Web 2.0 – The Ultimate Collaborative Development Environment?
Web 2.0 is about data exchange and classification. Taking a high-level look at software design process one of areas that is good in theory, that fails in practice is data exchange and classification.
Think about the last software project you worked on – would a new programmer be able to pick up the documentation and work out what is going on? Could they be able to find the documentation? Was there documentation at all?
Documentation is all about data exchange – I bet if you went through your email or project mailing lists you could piece together a decent amount of usable documentation (Implementation decisions, solutions, bug reports etc) – Can Web 2.0 provide the glue to ease the burden of documentation?
Imagine being able to tag bugs and design decisions so searching for a bug returns a link that points to the design documents and comments entered at check-in. This gives the developer background information quickly – and these docs are living and more easily maintainable.
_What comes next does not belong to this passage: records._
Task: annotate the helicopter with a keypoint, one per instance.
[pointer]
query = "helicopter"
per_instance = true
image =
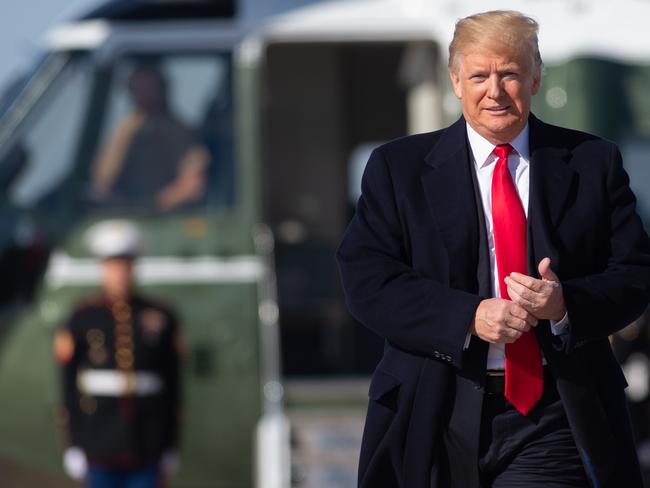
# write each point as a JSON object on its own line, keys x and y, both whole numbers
{"x": 287, "y": 103}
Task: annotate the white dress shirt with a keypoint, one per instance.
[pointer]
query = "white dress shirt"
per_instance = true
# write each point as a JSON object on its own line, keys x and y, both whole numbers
{"x": 484, "y": 162}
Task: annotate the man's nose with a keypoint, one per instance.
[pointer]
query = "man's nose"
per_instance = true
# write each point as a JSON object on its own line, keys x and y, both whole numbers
{"x": 494, "y": 89}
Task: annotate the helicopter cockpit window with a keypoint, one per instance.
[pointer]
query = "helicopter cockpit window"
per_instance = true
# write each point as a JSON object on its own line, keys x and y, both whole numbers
{"x": 38, "y": 156}
{"x": 166, "y": 142}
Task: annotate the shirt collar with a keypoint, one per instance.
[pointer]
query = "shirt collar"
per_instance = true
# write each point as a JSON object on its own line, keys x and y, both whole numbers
{"x": 482, "y": 148}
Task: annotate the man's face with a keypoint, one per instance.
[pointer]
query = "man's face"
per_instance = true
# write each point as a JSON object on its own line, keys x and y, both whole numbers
{"x": 495, "y": 88}
{"x": 118, "y": 276}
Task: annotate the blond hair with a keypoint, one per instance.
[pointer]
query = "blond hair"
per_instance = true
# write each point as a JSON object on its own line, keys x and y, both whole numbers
{"x": 496, "y": 29}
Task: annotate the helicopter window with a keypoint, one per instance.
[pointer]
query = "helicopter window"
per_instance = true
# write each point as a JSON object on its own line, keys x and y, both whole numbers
{"x": 41, "y": 153}
{"x": 166, "y": 142}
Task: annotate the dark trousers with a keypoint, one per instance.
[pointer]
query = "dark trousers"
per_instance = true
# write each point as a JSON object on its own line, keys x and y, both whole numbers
{"x": 536, "y": 450}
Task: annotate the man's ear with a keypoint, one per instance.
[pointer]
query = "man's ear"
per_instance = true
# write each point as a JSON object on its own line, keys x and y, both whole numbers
{"x": 455, "y": 81}
{"x": 537, "y": 81}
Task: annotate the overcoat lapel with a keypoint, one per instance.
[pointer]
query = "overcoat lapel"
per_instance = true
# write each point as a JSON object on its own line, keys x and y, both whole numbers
{"x": 448, "y": 189}
{"x": 551, "y": 181}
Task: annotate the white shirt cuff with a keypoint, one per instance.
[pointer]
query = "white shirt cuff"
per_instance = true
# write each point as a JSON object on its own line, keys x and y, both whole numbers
{"x": 467, "y": 340}
{"x": 559, "y": 328}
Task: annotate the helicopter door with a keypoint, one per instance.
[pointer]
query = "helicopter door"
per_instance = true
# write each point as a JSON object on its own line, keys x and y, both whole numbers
{"x": 326, "y": 106}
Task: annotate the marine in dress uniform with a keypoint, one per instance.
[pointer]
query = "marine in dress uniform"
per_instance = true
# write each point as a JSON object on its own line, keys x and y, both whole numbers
{"x": 119, "y": 354}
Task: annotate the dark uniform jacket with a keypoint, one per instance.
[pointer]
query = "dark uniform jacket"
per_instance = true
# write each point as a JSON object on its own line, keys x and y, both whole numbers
{"x": 410, "y": 268}
{"x": 133, "y": 426}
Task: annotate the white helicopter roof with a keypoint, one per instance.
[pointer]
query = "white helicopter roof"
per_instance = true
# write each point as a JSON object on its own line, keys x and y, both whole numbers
{"x": 568, "y": 28}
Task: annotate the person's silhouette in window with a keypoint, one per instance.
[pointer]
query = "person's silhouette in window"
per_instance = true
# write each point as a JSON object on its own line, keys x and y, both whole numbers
{"x": 151, "y": 159}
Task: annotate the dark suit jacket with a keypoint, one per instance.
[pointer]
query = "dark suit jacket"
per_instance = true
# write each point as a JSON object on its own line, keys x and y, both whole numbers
{"x": 409, "y": 262}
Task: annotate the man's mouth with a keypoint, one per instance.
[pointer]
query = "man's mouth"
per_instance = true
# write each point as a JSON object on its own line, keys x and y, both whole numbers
{"x": 498, "y": 109}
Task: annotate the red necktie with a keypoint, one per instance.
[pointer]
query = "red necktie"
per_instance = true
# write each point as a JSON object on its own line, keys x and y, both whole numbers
{"x": 524, "y": 378}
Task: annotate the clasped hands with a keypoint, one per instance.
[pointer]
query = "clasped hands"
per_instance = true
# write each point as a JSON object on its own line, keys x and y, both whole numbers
{"x": 498, "y": 320}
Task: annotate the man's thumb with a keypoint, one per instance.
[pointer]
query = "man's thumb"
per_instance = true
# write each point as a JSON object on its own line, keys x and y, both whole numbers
{"x": 545, "y": 270}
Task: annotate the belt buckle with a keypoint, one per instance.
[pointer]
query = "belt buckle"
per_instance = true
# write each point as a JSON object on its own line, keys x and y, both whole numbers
{"x": 129, "y": 382}
{"x": 495, "y": 373}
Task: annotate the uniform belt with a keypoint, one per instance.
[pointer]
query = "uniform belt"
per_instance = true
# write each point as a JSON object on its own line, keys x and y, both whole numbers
{"x": 108, "y": 382}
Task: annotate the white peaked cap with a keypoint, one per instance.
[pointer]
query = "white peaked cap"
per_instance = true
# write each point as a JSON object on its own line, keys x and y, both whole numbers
{"x": 113, "y": 238}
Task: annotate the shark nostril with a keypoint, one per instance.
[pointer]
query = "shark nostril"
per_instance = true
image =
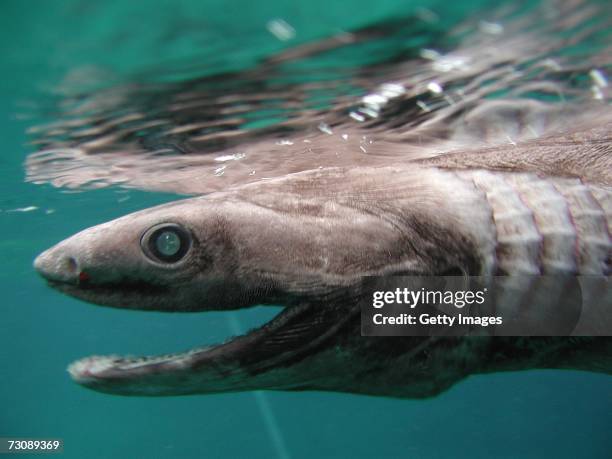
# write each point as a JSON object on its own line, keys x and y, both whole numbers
{"x": 71, "y": 265}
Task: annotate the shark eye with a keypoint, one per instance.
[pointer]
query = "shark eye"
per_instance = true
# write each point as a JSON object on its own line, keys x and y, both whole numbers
{"x": 167, "y": 242}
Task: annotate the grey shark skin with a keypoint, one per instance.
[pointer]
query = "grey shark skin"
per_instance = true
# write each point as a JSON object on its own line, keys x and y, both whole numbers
{"x": 304, "y": 241}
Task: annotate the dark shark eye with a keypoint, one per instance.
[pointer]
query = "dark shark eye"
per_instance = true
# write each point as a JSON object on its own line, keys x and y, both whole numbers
{"x": 167, "y": 242}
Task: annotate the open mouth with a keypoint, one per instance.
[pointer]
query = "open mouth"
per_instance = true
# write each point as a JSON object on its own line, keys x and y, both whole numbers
{"x": 242, "y": 362}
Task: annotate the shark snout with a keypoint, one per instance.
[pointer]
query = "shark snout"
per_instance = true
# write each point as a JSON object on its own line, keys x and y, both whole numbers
{"x": 57, "y": 265}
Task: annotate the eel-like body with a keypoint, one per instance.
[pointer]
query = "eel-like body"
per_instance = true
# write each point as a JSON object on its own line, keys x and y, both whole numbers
{"x": 484, "y": 151}
{"x": 306, "y": 240}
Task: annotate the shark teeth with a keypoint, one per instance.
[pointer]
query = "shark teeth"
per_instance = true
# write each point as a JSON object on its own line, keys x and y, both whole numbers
{"x": 96, "y": 365}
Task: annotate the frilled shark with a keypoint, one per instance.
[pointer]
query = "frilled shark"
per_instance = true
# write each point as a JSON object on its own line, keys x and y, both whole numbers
{"x": 421, "y": 176}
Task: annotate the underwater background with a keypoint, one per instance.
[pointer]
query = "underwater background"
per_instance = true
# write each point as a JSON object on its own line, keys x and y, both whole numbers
{"x": 529, "y": 414}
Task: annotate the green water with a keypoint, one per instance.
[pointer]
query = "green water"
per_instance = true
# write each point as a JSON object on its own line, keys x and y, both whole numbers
{"x": 529, "y": 414}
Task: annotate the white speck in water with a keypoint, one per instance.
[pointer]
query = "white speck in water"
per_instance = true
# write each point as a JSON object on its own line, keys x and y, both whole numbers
{"x": 234, "y": 157}
{"x": 435, "y": 87}
{"x": 551, "y": 64}
{"x": 430, "y": 54}
{"x": 23, "y": 209}
{"x": 492, "y": 28}
{"x": 374, "y": 100}
{"x": 423, "y": 106}
{"x": 324, "y": 127}
{"x": 281, "y": 29}
{"x": 450, "y": 63}
{"x": 599, "y": 78}
{"x": 371, "y": 113}
{"x": 390, "y": 90}
{"x": 357, "y": 116}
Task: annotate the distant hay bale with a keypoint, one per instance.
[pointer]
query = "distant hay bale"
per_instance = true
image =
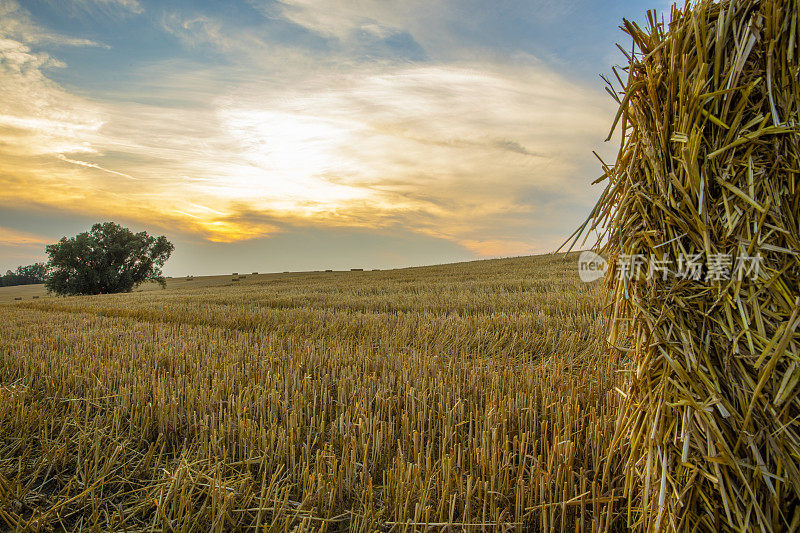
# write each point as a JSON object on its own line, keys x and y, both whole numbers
{"x": 709, "y": 173}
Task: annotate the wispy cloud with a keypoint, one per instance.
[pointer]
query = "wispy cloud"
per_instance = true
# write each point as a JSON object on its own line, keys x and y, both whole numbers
{"x": 481, "y": 153}
{"x": 14, "y": 238}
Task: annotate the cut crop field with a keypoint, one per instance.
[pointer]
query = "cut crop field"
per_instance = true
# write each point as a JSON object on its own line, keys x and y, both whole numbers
{"x": 472, "y": 395}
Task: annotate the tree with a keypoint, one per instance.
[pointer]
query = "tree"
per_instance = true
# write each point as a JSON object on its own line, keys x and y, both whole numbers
{"x": 108, "y": 258}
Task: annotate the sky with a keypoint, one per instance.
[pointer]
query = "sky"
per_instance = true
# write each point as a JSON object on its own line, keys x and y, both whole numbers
{"x": 305, "y": 134}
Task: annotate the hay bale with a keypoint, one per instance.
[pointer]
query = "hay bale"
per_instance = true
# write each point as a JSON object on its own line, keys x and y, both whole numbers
{"x": 709, "y": 167}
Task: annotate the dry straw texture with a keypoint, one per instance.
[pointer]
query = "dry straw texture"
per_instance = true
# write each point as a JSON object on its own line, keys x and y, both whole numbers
{"x": 469, "y": 395}
{"x": 709, "y": 165}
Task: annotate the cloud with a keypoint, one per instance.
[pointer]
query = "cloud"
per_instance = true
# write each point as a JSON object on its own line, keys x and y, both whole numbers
{"x": 15, "y": 238}
{"x": 480, "y": 153}
{"x": 16, "y": 24}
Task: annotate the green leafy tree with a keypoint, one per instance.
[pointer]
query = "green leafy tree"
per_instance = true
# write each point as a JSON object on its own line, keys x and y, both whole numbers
{"x": 108, "y": 258}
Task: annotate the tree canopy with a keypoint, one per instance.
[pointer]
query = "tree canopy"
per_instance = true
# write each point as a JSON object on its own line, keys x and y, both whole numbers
{"x": 108, "y": 258}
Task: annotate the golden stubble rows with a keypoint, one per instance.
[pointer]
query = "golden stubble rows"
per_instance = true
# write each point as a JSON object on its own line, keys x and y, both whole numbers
{"x": 466, "y": 396}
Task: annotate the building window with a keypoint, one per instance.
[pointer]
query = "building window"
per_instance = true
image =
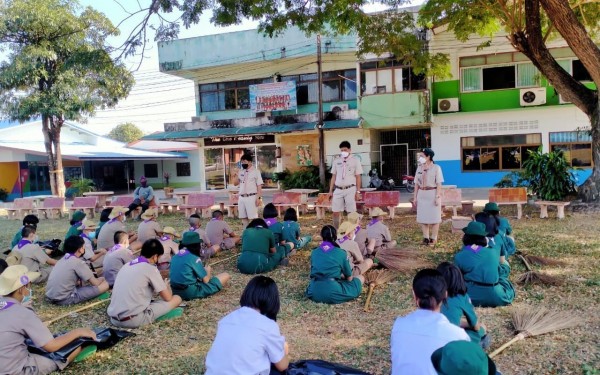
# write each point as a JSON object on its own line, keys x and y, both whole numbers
{"x": 183, "y": 169}
{"x": 151, "y": 170}
{"x": 499, "y": 152}
{"x": 576, "y": 147}
{"x": 380, "y": 77}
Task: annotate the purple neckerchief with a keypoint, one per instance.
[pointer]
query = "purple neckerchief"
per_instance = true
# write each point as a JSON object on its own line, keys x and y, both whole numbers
{"x": 23, "y": 243}
{"x": 326, "y": 246}
{"x": 138, "y": 260}
{"x": 4, "y": 304}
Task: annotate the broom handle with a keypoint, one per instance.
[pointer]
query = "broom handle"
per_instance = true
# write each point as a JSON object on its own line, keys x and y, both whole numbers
{"x": 47, "y": 323}
{"x": 369, "y": 295}
{"x": 518, "y": 337}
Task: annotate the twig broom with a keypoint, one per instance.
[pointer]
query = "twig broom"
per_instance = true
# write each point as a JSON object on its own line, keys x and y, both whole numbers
{"x": 533, "y": 321}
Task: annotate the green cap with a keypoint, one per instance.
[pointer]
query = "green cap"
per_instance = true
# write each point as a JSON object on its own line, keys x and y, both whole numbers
{"x": 491, "y": 207}
{"x": 78, "y": 215}
{"x": 190, "y": 238}
{"x": 475, "y": 228}
{"x": 462, "y": 357}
As a developer, you don’t have to change to documentation mode – it is already part of your work flow (Other than remembering to enter check-in comments – but you already do that don’t you?)
We don’t necessarly have to limit this to documentation either. Project managers could use it to gauge where the project is at, clients could actually report bugs with out having to learn an obscure bug reporting interface or software terminology. How about timesheets? Add an entry stating you started work at a particular time, and then enter another entry saying you finish at a particular time – tag it wit the project name, maybe what part of the project you were working on – Voila! Or meeting minutes – these often have action items interleaved – tag them and make them searchable. Tag them as completed when you are done.
But I think the best bit is that it wouldn’t require anything more than an email client or a blog-like web interface. EVERYTHING IN ONE PLACE! I know I personally hate having to log in to a different apps for bugs, and meeting minutes etc. We should be letting the software organise our data, and leveraging search.